Menjelang dzuhur, kami tiba di kawasan Cemoro lawang, Bromo. Gerimis dan kabut menyambut kami. Ada yang unik, ustadz Amin Rois begitu turun dari mobil langsung menggelar jaket dan sujud di depan mobil. Menurut beliau, ini prestasi tersendiri sebab bisa lancar melalui jalur ke Bromo yang curam dan aduhai. Kami lalu mendekat ke radius titik terdekat Gunung Bromo, tepatnya di samping hotel Cemoro Indah. Kami mengenakan jaket ‘seragam’ kami yang memang kami beli untuk identitas kelompok, uhuks. Pak Luthfi Hidayat yang ngurus semuanya. Beliau memang ahli dalam hal keuangan dan ngurus penik-pernik begitu.
Rencana awal, kami ingin mendirikan tenda. Kami pun sudah membawa dua tenda yang kami pinjam dari teman, berikut peralatan masaknya. Namun, melihat kondisi alam Bromo yang gerimis dan diselimuti kabut tebal, kami jadi berpikir ulang. Kami membawa peralatan elektronik yang tentu riskan jika terkena air. Maka kami pun survei penginapan di sekitar kami. Alhamdulillah, kami ketemu dengan penginapan yang menurut kami nyaman dan pas sesuai budget kami. Satu vila dengan tiga kamar tidur yang cukup nyaman dan murah. Tanpa pikir panjang, kami pun langsung deal menyewa vila itu. Kami segera menurunkan barang-barang dari mobil, dan menghangatkan badan di vila. Maksudnya berteduh, hihi. Maklum, kondisi saat itu memang super dingin. Bahkan saat kami berbicara pun selalu keluar asap dari mulut kami laiknya orang merokok. Kami sholat di vila, sekadar catatan, di sini mayoritas Hindu hingga cukup sulit mencari mushola atau masjid.
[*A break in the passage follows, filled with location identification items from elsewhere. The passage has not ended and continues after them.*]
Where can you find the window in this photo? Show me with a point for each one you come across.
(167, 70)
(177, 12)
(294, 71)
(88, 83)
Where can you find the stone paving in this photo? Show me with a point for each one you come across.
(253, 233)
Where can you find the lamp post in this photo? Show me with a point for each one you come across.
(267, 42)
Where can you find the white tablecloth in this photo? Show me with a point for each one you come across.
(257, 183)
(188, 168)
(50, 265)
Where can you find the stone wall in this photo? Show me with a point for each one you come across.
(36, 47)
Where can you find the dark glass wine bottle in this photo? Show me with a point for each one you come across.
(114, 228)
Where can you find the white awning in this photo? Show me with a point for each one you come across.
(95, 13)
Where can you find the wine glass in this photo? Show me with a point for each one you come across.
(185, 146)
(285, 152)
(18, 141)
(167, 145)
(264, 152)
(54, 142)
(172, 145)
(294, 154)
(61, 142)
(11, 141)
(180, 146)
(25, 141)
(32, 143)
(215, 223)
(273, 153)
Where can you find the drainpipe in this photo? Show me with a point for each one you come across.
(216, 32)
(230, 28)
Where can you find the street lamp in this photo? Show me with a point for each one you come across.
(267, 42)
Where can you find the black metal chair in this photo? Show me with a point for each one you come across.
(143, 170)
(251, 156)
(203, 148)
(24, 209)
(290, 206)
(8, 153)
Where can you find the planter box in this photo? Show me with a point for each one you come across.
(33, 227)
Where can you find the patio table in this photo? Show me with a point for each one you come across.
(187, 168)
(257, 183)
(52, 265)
Pak Luthfi, bendahara kami yang terampil, sudah dengan cekatan memesan nasi bungkus di warung depan vila kami. Kami juga menghidupkan kompor untuk membuat minuman hangat, lalu makan bersama di ruang tamu villa.
Perjalanan yang jauh dan melelahkan, ditambah dengan suasana yang hujan dan berkabut, membuat kami lebih memilih mendekam di kamar berselimut tebal. Lagi pula, kalau mau langsung take gambar juga sulit sebab yang terlihat hanya kabut. Keakraban begitu terasa, kami serasa satu kost.
Malam merambat. Gerimis belum juga reda. Kami harus segera melakukan take/pengambilan gambar agar waktu yang ada bisa termanfaatkan dengan optimal. Minimal ada scene mana dulu yang bisa diambil. Yang dapat jatah utama pegang kamera adalah Pak Wahyu Wahnuri dan Pak Sony Raharjo. Namun, ketika beliau berdua ada scene, maka kamera bisa dipegang oleh yang lain. Prinsipnya, kami siap main juga siap jadi kameraman, hihihi. Ok, kami akhirnya mengambil gambar di samping restaurant Hotel Cemoro Lawang, untuk adegan outdoor. Kami semua kompak ke sana, mengatur segala sesuatunya, termasuk pesan minuman hangat di resto. Kendala gerimis lumayan teratasi, tetapi muncul kendala lain:pencahayaan. Suasana malam di Bromo begitu gelap. Ah, akhirnya tetap diambil seadanya, jika nanti hasilnya jelek bisa take  ulang besok, pokir kami begitu. Malam kian berpendar kehitaman, dan kami menghabiskan malam dalam dingin yang hangat sebab bersama dalam kehangatan.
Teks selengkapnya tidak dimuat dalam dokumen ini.